When Bill Sederburg was being interviewed for the presidency of Utah Valley State College in 2003, he wasn’t asked about how the university could help the state’s economic development. It was a striking contrast to his position as president of Ferris State University in Michigan, where economic development was a significant issue, and also to East Carolina University, where he was also a candidate for the president’s position. “About half the questions I was asked by the search committee and people involved in the interview were about how the university could help the Piedmont area of North Carolina with economic growth and development,” Sederburg says of the experience.
In Utah, though, Sederburg discovered that because the strong economy at the time, “people hadn’t given a lot of thought about exactly how to use the colleges and universities better to promote economic growth in the state.”
Fast forward seven years. UVSC is now Utah Valley University, Sederburg is the state’s commissioner of higher education—a position he took in 2008—and higher education’s contribution to the state’s economic development is a topic of significant interest at the Capitol. The Utah Cluster Acceleration Program (CAP) has joined the Utah Science Technology and Research (USTAR) initiative as a way for colleges and universities to help strengthen the state’s economy. CAP seeks partnerships between various higher education facilities, and specific clusters such as aerospace, energy and digital media, to accelerate the industries’ growth.
In the future, Sederburg says, “I think you’ll see more and more economic initiatives engaging the colleges and universities.”
When colleges and universities talk about economic development, they focus on five areas, Sederburg says. The first is job training, provided primarily by technical and community colleges. Workforce development is next, providing professionals such as teachers, doctors and accountants. “The state has done that very well over the years,” Sederburg says.
Not as obvious is the universities’ offering of entrepreneurial education, which is to “encourage people to take risks and become business leaders and entrepreneurs to drive the future of the state,” he says.
There is also applied research, in which faculty and staff develop ways to meet market needs; and basic research, such as that funded by USTAR, which can be used for economic opportunities.
“Different schools have different responsibilities in doing those five activities,” Sederburg says. “What we’re trying to do in Utah is to streamline how we do this and to do it in a collaborative way.”
Since income is often tied directly to education level, creating a high-quality workforce means increasing the number of college students. “What’s critical for us to do is to get our campuses and programs organized so that students can identify their career interests early and move expeditiously through the education process toward a career in a particular area,” Sederburg says.

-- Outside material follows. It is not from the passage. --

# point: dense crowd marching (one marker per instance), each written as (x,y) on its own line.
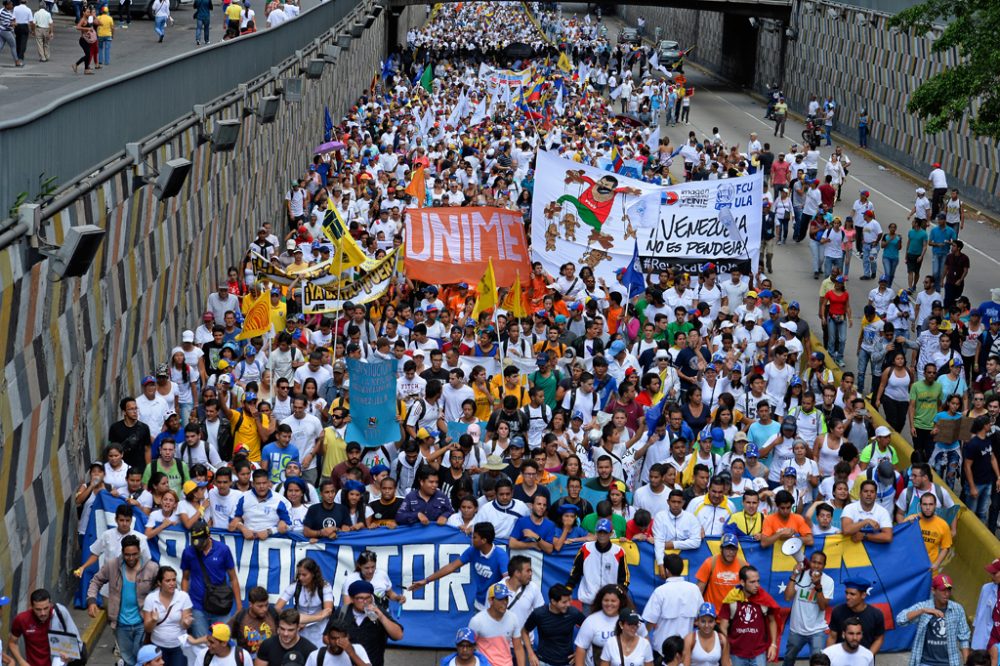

Letting students know about occupational opportunities available in local firms, such as those highlighted in the clusters, helps facilitate that; another way is to ensure academic credits can transfer easily among educational institutions.
Utah leads the country in coordinating academic content and in concurrent enrollment courses, Sederburg says, and in 2009 the American Association of Colleges and Universities identified Utah as one of five pilot states for aligning educational courses with industry needs.
Additionally, Utah’s System of Higher Education is working toward discovering industry needs. For example, in March UVU hosted the Pushbutton Summit to determine how to advance the digital media industry, and in April the president of the American Association of Colleges and Universities spoke to members of the Salt Lake Chamber about what employers want in college graduates.
“What employers are saying they look for is critical thinking skills and ability to communicate,” Sederburg says. “Those are critically important skills, but you also want to combine that with a career focus. What we’re attempting to do is create a system of helping students identify early on what they’re interested in through these career pathways and making sure their education is relevant to that.”
When the USTAR initiative was introduced to the Legislature in 2006, it was championed by the Salt Lake Chamber, the Economic Development Corporation of Utah (EDCUtah) and the Utah Technology Council (UTC). Since then, its accomplishments have included $12.65 million in research grants awarded and 10 patents filed or issued (2008 figures).
“USTAR is a superb example of the collaboration between the universities and the state,” says Richard Nelson, UTC’s president and CEO. “It’s advancing substantial economic development.”
Before USTAR, “you didn’t see the kind of collaboration that is going on now,” he adds. “You now see cross-collaboration with the universities much more so because of this advanced economic development initiative called USTAR.”
Other examples include the state’s mass steering committee on education, which is comprised of legislators and representatives of higher education and industry, and Gov. Gary Herbert’s new Commission on Education Excellence. Nelson is a member of both groups, and says they are about “getting organizations and their decision-makers into sync so that we can go do something significant on industry’s number one priority, which is quality workers.”
Because the Commission on Economic Excellence is so new, it doesn’t yet have a set agenda, Sederburg says. “My guess is that it will zero in on where the K-12 system connects to the higher education system. We have a lot of work to do at that connecting point. Part of it is related to these career pathways that I mentioned. We could do a better job of career pathways and aligning those better. We could do a better job of making that senior year a significant year and coordinating concurrent enrollment.”
Utah is already the most efficient state in the United States in delivering degrees per dollar spent, Sederburg says, but he wants to see higher education develop a strong workforce. “Job number one for us is really helping the state develop that talent force that the state needs to advance economically.”